Deep Learning Based Approach for Main and RF Field Maps Estimation in MRI
Kavitha Manickam1 and Jaganathan Vellagoundar1

1GE Healthcare, Bangalore, India


In MRI, automatic estimation of main (B0) and RF (B1) field maps from the scanned images will help daily quality assurance and field corrected reconstruction. In this paper, a novel approach based on deep learning technique is presented to estimate B0 and B1 maps from the scanned images. A modified version of stacked convolutional encoder with random skip connections deep learning network is constructed. Two separate networks are used to estimate B0 and B1 maps individually. The networks are trained and tested with phantom images. The results show that the estimated maps are comparable to the actual field maps. Automatic map estimation based on deep learning approach is the first step towards achieving daily quality assurance and field correction from the regular scanned images.
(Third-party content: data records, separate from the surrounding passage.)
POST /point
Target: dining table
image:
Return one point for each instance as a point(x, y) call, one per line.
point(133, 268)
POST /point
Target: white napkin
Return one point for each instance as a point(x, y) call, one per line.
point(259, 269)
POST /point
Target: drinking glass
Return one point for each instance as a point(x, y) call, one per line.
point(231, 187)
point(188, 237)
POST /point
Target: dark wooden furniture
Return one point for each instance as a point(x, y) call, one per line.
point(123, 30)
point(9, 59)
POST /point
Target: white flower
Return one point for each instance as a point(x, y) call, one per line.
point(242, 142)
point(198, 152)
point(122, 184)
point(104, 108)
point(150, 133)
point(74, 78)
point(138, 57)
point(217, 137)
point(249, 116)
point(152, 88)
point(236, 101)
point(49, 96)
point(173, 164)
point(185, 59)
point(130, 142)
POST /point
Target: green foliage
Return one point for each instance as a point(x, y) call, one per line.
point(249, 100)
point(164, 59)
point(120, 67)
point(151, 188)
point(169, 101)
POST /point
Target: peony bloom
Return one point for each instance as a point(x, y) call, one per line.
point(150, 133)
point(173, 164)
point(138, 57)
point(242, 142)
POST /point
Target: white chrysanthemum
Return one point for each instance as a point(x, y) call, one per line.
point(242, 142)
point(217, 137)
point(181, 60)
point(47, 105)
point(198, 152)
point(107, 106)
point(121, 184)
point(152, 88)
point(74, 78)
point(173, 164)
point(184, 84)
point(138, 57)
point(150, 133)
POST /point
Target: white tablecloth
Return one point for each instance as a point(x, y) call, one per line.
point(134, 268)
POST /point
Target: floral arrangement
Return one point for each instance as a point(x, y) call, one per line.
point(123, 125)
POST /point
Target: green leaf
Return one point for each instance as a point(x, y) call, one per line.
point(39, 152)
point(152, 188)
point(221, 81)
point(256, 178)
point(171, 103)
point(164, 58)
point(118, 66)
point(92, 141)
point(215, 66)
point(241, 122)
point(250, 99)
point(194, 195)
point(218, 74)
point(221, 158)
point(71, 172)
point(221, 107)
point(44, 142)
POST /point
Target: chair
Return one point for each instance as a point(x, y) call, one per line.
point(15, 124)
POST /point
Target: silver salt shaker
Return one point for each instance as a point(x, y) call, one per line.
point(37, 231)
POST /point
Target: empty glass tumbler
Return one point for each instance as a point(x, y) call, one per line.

In MRI, poor B0 and B1 fields homogeneity affects the quality of the scanned images. Poor field inhomogeneity leads to artifacts, signal loss and undesired effect on fat suppression1. For the field-corrected MR reconstruction, one must have an available accurate estimate of the field maps. To assess the undesired field drifts in MR systems, periodic quality assurance of MR system is done by scanning a specific phantom with a specific set of protocols2. Generally, the procedure is done daily basis for proper quality assurance. However, for a better clinical use case, it is desirable to have a continuous and automatic way of quality assessment from the scanned images on the fly. As a first step towards that direction, we propose a deep learning (DL) based approach to extract the B0 and B1 maps from the scanned images. The maps can be further used to assess the field drifts of MR system. In addition, the maps also can be used for field correction in MR images. This work is a preliminary study based on the phantom images and few pulse sequences. The proposed method can be extended further with clinical images and more pulse sequences.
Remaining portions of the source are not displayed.